Ronald Ryan - Early Life

Early Life

Ronald Edmond Thompson was born on 21 February 1925 at the Royal Women's Hospital in Melbourne's inner suburb of Carlton, to John Ronald Ryan and Cecilia Thompson (née Young). At the time Ryan's father was not married to his mother. Cecilia already had a son with her first husband George Harry Thompson and was living with John Ryan. Cecilia and George had separated in 1915 when George left to fight in the Great War. The relationship never resumed. Cecilia met John Ryan while working as a nurse in Woods Point where he was suffering lung disease. They formed a relationship in 1924 and later married in 1929, after Thompson's death in 1927 by falling from a tram and getting hit by a car. Ryan then adopted the name Ronald Edmond Ryan. In 1936 Ryan was confirmed in the Catholic Church. He took as his confirmation name Joseph, becoming Ronald Edmond Joseph Ryan. He did not like Edmond and from then on used "Ronald Joseph Ryan".
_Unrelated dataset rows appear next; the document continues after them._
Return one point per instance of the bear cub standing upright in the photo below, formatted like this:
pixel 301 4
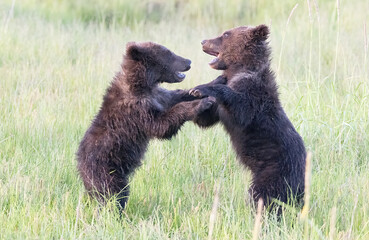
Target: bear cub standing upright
pixel 248 106
pixel 134 110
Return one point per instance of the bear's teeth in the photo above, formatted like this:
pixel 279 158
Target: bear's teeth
pixel 213 61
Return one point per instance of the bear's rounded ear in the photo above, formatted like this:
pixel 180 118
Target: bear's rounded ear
pixel 260 32
pixel 133 51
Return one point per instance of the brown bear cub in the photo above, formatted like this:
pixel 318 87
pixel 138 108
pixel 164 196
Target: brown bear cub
pixel 248 106
pixel 134 110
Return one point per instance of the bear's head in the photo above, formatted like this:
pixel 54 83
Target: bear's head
pixel 159 63
pixel 239 46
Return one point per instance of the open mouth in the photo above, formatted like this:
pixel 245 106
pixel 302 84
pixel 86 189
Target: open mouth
pixel 212 53
pixel 180 75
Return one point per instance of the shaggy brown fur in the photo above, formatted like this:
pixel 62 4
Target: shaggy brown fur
pixel 248 106
pixel 134 110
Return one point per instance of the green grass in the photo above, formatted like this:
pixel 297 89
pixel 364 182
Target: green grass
pixel 58 57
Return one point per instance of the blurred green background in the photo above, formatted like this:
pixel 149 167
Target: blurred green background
pixel 58 57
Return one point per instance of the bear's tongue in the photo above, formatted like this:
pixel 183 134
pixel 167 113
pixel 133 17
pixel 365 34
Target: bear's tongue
pixel 180 75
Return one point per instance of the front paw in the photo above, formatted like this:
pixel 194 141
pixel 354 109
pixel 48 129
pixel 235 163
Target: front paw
pixel 196 93
pixel 206 103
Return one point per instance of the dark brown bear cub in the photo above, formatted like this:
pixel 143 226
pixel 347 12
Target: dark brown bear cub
pixel 262 135
pixel 134 110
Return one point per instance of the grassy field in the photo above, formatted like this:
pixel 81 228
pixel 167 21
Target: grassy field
pixel 58 57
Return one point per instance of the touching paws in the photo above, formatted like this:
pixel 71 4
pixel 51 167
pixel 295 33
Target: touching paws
pixel 206 103
pixel 201 91
pixel 196 93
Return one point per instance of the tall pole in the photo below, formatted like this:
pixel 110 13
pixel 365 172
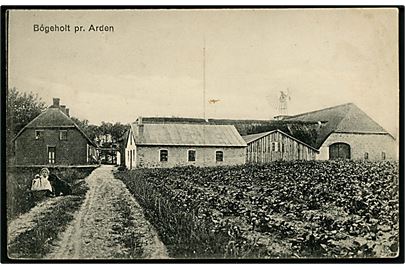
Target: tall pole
pixel 204 112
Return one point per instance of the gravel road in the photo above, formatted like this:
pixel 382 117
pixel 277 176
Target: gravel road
pixel 109 225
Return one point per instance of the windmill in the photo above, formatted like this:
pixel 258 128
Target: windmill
pixel 283 102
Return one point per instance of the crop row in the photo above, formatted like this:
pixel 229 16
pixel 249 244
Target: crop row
pixel 282 209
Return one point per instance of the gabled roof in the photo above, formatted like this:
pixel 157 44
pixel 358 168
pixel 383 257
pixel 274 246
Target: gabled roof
pixel 345 118
pixel 188 135
pixel 53 117
pixel 253 137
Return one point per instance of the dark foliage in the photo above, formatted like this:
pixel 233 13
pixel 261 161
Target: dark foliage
pixel 283 209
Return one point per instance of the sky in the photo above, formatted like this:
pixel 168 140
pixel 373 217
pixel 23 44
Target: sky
pixel 152 63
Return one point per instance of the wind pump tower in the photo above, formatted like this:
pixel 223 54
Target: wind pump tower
pixel 283 102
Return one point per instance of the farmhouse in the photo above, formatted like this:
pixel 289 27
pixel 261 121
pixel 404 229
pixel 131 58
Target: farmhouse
pixel 276 145
pixel 53 138
pixel 347 132
pixel 169 145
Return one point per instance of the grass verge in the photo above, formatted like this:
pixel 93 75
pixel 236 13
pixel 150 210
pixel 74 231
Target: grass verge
pixel 38 241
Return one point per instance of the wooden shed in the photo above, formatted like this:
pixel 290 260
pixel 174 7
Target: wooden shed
pixel 276 145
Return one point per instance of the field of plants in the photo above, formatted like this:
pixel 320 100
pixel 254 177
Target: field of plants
pixel 19 197
pixel 342 209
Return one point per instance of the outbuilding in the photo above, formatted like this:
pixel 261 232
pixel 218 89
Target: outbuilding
pixel 170 145
pixel 346 132
pixel 276 145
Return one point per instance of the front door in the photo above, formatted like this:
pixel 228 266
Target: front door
pixel 51 154
pixel 339 151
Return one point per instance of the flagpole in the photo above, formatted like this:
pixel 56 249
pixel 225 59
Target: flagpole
pixel 204 105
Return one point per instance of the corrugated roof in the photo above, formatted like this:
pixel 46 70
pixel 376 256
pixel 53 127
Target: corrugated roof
pixel 253 137
pixel 342 118
pixel 189 134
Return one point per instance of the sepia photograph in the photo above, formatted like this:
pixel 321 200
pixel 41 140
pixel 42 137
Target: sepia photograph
pixel 166 134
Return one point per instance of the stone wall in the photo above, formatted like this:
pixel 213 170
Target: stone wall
pixel 149 156
pixel 373 144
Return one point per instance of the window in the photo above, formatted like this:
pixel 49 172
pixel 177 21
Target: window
pixel 51 154
pixel 63 135
pixel 219 156
pixel 191 155
pixel 38 134
pixel 163 155
pixel 274 146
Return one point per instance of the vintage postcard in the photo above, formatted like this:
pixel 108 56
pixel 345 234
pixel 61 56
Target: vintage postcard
pixel 172 134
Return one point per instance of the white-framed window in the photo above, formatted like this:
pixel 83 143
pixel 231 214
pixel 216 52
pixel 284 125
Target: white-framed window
pixel 164 155
pixel 51 154
pixel 274 146
pixel 191 155
pixel 38 134
pixel 219 156
pixel 63 135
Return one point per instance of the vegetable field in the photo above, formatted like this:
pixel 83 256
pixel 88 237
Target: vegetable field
pixel 342 209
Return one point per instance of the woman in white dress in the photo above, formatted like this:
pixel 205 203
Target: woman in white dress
pixel 40 185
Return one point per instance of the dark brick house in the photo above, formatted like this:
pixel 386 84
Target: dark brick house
pixel 53 138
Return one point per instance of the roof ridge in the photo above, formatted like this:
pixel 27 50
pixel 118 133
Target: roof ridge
pixel 320 110
pixel 338 126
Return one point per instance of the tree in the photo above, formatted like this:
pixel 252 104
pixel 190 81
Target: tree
pixel 21 108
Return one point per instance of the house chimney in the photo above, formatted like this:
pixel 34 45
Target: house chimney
pixel 56 102
pixel 140 128
pixel 63 108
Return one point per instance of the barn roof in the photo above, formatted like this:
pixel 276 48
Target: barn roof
pixel 189 134
pixel 253 137
pixel 53 117
pixel 345 118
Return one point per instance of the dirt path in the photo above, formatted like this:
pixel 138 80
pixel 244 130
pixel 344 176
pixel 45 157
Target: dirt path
pixel 109 224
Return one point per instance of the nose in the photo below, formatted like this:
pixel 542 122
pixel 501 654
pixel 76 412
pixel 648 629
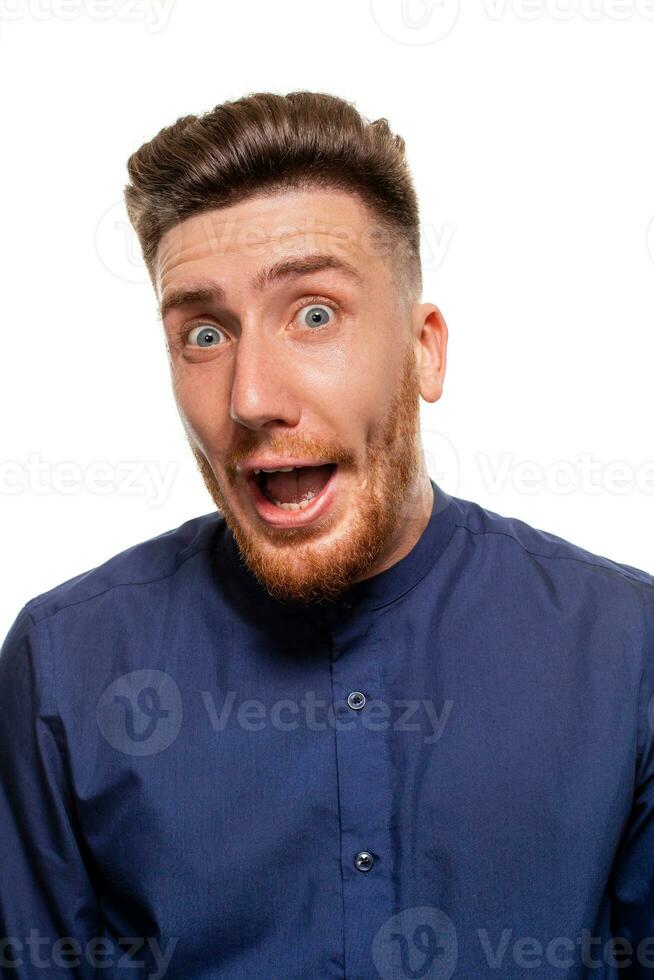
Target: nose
pixel 261 391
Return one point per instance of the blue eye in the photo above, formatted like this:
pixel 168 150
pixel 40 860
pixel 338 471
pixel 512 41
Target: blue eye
pixel 207 336
pixel 317 316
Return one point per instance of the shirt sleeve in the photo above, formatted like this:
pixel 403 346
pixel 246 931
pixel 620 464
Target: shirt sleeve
pixel 48 908
pixel 632 879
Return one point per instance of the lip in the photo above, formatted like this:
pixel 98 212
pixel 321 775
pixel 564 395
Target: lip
pixel 278 517
pixel 277 462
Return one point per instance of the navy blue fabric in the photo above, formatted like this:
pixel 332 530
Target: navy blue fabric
pixel 180 766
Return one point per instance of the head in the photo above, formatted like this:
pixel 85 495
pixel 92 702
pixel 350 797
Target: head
pixel 281 235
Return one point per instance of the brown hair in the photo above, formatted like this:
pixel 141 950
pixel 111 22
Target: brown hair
pixel 265 142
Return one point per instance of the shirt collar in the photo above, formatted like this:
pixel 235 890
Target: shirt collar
pixel 371 593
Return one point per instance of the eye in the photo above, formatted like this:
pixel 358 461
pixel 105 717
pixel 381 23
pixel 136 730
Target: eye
pixel 315 315
pixel 205 335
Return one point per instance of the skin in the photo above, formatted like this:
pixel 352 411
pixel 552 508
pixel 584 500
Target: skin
pixel 349 390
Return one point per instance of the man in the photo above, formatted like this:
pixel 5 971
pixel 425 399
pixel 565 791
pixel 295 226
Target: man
pixel 347 724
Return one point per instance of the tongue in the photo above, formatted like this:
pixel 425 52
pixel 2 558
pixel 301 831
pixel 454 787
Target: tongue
pixel 302 482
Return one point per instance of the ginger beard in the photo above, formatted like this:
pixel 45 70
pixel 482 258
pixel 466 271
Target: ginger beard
pixel 319 561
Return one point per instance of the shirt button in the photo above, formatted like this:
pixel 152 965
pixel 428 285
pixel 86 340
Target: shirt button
pixel 356 700
pixel 364 861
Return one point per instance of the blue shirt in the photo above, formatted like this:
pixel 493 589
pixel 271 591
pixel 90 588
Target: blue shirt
pixel 448 773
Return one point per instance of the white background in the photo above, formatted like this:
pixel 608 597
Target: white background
pixel 530 137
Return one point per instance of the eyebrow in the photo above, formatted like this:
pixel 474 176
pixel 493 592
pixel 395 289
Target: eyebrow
pixel 208 292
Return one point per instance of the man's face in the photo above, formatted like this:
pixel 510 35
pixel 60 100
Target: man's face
pixel 289 343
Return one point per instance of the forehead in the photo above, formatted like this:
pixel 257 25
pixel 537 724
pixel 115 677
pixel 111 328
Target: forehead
pixel 245 238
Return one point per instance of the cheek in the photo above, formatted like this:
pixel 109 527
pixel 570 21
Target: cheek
pixel 202 408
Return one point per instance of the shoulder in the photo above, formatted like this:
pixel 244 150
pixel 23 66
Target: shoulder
pixel 523 544
pixel 158 559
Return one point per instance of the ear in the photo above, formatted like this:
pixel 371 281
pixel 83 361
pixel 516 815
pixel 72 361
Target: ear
pixel 430 334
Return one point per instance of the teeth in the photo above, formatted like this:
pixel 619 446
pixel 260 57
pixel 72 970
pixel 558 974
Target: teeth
pixel 301 506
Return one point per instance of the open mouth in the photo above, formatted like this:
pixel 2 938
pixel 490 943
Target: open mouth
pixel 295 488
pixel 293 495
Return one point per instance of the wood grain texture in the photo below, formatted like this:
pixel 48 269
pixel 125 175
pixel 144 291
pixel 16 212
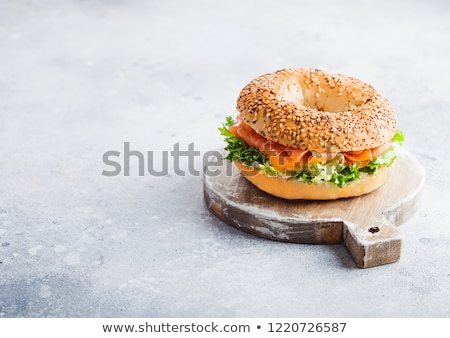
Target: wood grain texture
pixel 366 225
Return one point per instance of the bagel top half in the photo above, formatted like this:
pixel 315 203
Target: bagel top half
pixel 313 110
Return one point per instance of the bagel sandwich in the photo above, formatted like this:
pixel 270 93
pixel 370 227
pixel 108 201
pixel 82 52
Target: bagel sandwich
pixel 307 134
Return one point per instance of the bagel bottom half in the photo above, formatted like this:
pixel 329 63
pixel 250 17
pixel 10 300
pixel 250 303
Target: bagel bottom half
pixel 292 189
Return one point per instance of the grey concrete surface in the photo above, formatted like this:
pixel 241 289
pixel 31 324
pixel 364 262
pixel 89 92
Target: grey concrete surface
pixel 80 78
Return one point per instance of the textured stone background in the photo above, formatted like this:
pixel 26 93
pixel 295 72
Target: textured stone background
pixel 79 78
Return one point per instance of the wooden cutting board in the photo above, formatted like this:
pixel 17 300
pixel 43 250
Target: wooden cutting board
pixel 366 225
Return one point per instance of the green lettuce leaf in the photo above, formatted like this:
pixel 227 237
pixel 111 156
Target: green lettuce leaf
pixel 332 171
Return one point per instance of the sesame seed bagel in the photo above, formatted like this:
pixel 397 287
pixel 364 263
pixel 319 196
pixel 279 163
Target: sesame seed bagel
pixel 293 189
pixel 313 110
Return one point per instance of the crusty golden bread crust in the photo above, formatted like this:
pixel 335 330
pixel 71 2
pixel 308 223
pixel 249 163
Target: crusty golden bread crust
pixel 313 110
pixel 292 189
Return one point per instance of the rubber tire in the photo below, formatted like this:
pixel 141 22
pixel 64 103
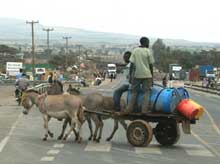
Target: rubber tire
pixel 147 133
pixel 167 133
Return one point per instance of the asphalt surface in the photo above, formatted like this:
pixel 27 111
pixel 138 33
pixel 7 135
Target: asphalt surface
pixel 21 138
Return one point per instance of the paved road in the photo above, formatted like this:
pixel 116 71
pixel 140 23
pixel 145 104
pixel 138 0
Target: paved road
pixel 20 138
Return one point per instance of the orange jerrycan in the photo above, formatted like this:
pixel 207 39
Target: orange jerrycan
pixel 188 109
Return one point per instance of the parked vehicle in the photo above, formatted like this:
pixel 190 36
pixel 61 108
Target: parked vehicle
pixel 112 70
pixel 175 71
pixel 206 71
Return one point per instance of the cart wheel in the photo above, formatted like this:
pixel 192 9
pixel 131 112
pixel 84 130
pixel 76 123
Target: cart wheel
pixel 139 133
pixel 167 133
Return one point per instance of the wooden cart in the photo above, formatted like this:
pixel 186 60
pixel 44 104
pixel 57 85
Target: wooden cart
pixel 140 132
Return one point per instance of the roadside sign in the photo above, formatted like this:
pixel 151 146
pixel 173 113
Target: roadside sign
pixel 12 68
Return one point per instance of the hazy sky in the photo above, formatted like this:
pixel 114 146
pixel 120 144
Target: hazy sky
pixel 195 20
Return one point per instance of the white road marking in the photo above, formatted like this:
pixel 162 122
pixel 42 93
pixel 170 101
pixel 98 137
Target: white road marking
pixel 53 152
pixel 98 147
pixel 58 145
pixel 197 150
pixel 6 139
pixel 206 144
pixel 47 159
pixel 148 150
pixel 213 122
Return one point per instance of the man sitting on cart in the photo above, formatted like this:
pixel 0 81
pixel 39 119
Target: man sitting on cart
pixel 142 63
pixel 124 87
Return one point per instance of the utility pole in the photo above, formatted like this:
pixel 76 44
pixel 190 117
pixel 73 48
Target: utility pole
pixel 66 38
pixel 33 46
pixel 79 51
pixel 48 43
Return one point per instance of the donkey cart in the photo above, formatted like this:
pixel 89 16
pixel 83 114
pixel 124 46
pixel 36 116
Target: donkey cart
pixel 140 131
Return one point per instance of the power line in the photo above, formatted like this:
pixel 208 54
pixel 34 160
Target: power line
pixel 48 42
pixel 33 46
pixel 66 38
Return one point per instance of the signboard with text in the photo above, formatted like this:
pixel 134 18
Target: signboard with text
pixel 40 70
pixel 12 68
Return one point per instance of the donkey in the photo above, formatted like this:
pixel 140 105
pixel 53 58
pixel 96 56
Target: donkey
pixel 56 106
pixel 98 102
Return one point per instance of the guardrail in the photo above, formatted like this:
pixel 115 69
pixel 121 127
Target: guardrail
pixel 203 89
pixel 41 88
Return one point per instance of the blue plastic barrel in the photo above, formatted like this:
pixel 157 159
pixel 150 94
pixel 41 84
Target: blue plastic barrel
pixel 162 100
pixel 183 93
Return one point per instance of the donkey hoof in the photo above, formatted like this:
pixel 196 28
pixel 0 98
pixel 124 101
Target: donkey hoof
pixel 51 135
pixel 59 138
pixel 90 138
pixel 79 140
pixel 97 140
pixel 108 139
pixel 44 139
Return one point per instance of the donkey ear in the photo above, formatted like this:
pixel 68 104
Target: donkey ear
pixel 41 96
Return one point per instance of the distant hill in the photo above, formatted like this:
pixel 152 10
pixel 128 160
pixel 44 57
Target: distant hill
pixel 16 30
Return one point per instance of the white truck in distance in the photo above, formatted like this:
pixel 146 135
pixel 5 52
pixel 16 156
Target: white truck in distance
pixel 111 70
Following the theft of a watch from a neighbour's house at Mitcham in November 1936, the plight of the Ryan children was bought to the attention of the state welfare authorities. Ronald was sent to Rupertswood, Sunbury, the Salesian Order's school for orphaned, wayward and neglected boys. His three sisters were made wards of the state a year later after authorities declared them to be "neglected". The three sisters were sent to the Good Shepherd Convent in Collingwood. Ryan absconded from Rupertswood in September 1939 and, with his half-brother George Thompson, worked in and around Balranald, New South Wales; spare money earned from sleeper cutting and kangaroo shooting was sent to his mother, who was looking after their sick, alcoholic father.

At the age of 20, Ryan had saved enough money to rent a house in Balranald. He then collected his sisters and mother and they all lived in this house. Ryan's father stayed in Melbourne and died a year later, aged 62, after a long battle with miners' disease, phthisis tuberculosis.